Die meisten DAOs geben einen Governance-Token aus, der zugleich als Stimmrecht dient, sodass Einfluss ungefähr proportional zur Anzahl der gehaltenen oder gestakten Token ist. Vorschläge durchlaufen in der Regel zunächst eine Off-Chain-Diskussions- und Signalisierungsphase, bevor eine bindende On-Chain-Abstimmung bei Annahme automatisch ausgeführt wird, ohne dass ein Manager das Ergebnis überstimmen kann.

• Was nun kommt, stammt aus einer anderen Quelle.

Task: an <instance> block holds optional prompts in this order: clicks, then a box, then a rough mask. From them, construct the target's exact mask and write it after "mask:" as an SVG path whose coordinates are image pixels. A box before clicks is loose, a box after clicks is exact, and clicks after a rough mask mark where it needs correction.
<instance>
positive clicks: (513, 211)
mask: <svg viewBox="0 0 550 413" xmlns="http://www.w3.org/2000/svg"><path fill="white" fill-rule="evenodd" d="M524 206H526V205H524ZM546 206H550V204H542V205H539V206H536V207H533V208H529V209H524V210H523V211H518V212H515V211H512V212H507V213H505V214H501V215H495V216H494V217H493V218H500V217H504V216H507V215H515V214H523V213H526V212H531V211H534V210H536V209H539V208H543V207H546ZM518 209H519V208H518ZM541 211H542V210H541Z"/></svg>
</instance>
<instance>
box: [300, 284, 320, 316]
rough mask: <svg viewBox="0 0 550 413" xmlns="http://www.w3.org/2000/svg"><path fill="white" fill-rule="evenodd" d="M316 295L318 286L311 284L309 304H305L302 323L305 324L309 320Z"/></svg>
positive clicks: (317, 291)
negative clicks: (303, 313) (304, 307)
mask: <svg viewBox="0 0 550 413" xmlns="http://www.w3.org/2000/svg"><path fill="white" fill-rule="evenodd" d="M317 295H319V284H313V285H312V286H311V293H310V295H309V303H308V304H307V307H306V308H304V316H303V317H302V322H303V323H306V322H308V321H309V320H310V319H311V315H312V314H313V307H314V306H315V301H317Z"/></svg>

Das Konzept geht auf 2016 zurück, als ein Projekt namens The DAO rund 150 Millionen Dollar in Ether einsammelte, bevor ein Exploit etwa ein Drittel der Gelder abzog, ein Ereignis, das einen umstrittenen Hard Fork von Ethereum erzwang und prägte, wie spätere DAOs mit Sicherheit umgehen. Heute steuert das Modell große DeFi-Protokolle wie MakerDAO und Uniswap, koordiniert NFT-Sammler-Communities und bündelt Kapital für einmalige Ziele, wie es ConstitutionDAO 2021 mit ihrem gescheiterten Gebot auf ein seltenes Exemplar der US-Verfassung tat.
DAOs beseitigen einzelne Fehlerquellen, bringen aber eigene Risiken mit sich: Die Wahlbeteiligung ist oft gering, wodurch sich Macht bei wenigen großen Inhabern konzentriert, und ein Fehler im zugrunde liegenden Code kann ebenso teuer werden wie eine schlechte Entscheidung eines Managers.